熊本県や大分県は医療施設や介護施設でクラスターが発生したが、クラスター自体は収束している。
熊本県の推移.png大分県の推移.png
 熊本県も大分県も入院数は既に当初の医療限界(指定病院の病床数)に収まっており、医療体制は正常化している。1週間後に外出制限などは解除できる見込みだ。
 このほか長崎県、宮崎県、鹿児島県は感染者発生数がそれぞれ16人、17人、10人と少なく、現時点(28日時点)の入院の数も当初の医療限界に十分収まっている(長崎、宮崎、鹿児島の順に6人、7人、6人)ので、今後何もなければ5月6日には外出自粛、営業自粛などは解除できるだろう。
 各県知事はどの程度解除するのか、何は継続するのか、医師会や教育界、経済界と協議して自主的に決めていけばいいと考える。

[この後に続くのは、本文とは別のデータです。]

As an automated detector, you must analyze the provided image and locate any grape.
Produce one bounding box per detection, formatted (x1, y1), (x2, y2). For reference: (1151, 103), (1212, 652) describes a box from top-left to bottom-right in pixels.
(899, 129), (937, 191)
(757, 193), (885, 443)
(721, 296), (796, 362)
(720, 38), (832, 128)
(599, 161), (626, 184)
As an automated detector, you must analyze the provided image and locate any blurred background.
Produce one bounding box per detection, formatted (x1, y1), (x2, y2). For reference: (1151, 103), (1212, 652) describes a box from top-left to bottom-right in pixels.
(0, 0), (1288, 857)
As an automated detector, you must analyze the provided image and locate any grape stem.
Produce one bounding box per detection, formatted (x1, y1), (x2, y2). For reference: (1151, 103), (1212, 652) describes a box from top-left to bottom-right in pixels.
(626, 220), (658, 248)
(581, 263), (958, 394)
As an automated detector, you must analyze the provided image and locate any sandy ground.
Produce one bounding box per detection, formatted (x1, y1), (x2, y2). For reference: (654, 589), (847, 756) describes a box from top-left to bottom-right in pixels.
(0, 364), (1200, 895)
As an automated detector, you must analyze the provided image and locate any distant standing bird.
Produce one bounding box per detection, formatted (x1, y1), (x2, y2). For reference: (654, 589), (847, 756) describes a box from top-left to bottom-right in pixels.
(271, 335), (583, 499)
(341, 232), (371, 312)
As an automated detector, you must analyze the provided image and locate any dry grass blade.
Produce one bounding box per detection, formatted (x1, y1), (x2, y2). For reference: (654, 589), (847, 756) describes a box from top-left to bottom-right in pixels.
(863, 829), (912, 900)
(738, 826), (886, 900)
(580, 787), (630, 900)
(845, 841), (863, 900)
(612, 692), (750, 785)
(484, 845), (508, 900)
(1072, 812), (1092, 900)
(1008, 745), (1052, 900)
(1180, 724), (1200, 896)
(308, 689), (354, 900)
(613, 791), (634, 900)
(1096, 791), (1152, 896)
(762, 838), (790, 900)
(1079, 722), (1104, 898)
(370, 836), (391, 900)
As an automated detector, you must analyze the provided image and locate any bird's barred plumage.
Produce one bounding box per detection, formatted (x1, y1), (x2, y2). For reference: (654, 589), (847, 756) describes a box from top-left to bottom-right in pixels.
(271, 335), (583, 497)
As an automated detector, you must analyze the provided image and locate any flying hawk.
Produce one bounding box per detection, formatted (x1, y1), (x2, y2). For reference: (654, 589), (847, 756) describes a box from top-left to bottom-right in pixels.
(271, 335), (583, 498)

 ただし、長崎県は感染者がすでに148人出ているイタリア船籍のクルーズ船の乗組員をどうするかは大きな問題だ。船内は換気のない空調なので乗員を船室に放っておけば全員が感染してしまうと予想される。福岡、大阪、東京といった先進医療が期待できる自治体はみな手一杯でとても人の手伝いができる状況ではない。本来一番経験があって医療キャパシティに余裕がある中国に丸ごと引き取ってもらうのが簡単で良いが、筆者は中国共産党に借りを作るのは気に入らない。
 そこで軽症・中等症者だけでも神奈川に引き取ってもらうよう依頼したらどうか?神奈川にはダイヤモンド・プリンセス号のDMATの経験がある。同じくプリンセス号では愛知の藤田大学附属病院も貢献しているので問い合わせるべきだろう。失礼だが経験のない長崎県や九州各県がこの先うまくやれるとは思えない。国内で引受先がなければ中国に頼むしかないかもしれない。陰性反応の乗員もとにかく全員を丘に上げてホテルで隔離すべきだ。14日間隔離して問題なければ出国できるが、船長や一等航海士が入院してしまったら船を出せないかもしれない。そもそもイタリアが日本に対して対応を依頼してきているのだから、できるなら国内で対応してやりたいところだ。しかし、日本政府は国内事情から断ることが可能なので、そうなればイタリアが中国に依頼することになるだろう。そもそもイタリアは今回の医療崩壊で中国にいろいろ借りを作っているのでそれが増えるだけのことだ。日本は関係ない顔をしていてもおかしくない。


11.知事たちに対して
 筆者が主張しているのは、
県知事というのは自治体のリーダであって、あるべき当然の姿は、自分で考えて明確なビジョンで自治体を引っ張っていくものだという事だ
国の顔色を窺い何か指示してもらうまで何も考えず何も行動しないような知事など絶対あり得ないし、そんなものはいらないということだ。
 緊急事態宣言の第一次終了期限5月6日まであと1週間ある。この1種間の間に徹底的に考えて、あらゆる協議をして、準備を進めておいてほしい。そして5月6日の時点には各県民に対して自分たちはどうすると明確に説明してほしい。という事だ。
自治体のリーダーとして当然ではないか?

 一般論として日本の地方自治が弱いのはみな上(国)を見上げながら仕事しようという自立心のない連中で、自分の力で考え抜くという姿勢がないところに起因すると考えられる。法律がこうだからこれができない、あれもできない、ではなく、法律がおかしいと思えば厚労省にたてつけばいい。第2種感染症患者は全て入院しなければいけないなどという法律を振りかざしていたら、現場が持たないなら韓国や諸外国でやっているように軽症者をホテルに隔離すればいい。こういう国家の非常事態にあっては、そういう突き上げをして不都合な部分を自分の力で変えていかなければならない。PCR検査は全て厚労省の息のかかった保健所を通さなければいけない、などという官僚のエゴは捨て置いて、県が民間検査会社と契約してどんどん自主的にPCR検査をすればいい。そういう思考力、決断力、行動力こそリーダーが持つべき資質だ。安倍も小池も周りを見渡すか上ばかり見ていて全く話にならない。しかし少なくとも北海道や大阪の若い知事はどんどん発言して地域住民をリードしているし、神奈川の県知事は「神奈川モデル」をぶち上げて県内の医療体制をうまく構築した。各県知事は上ばかり見ていないで自分の力で考え、地域を引っ張るよう行動していただきたい。それが当然の姿だと筆者は考えている。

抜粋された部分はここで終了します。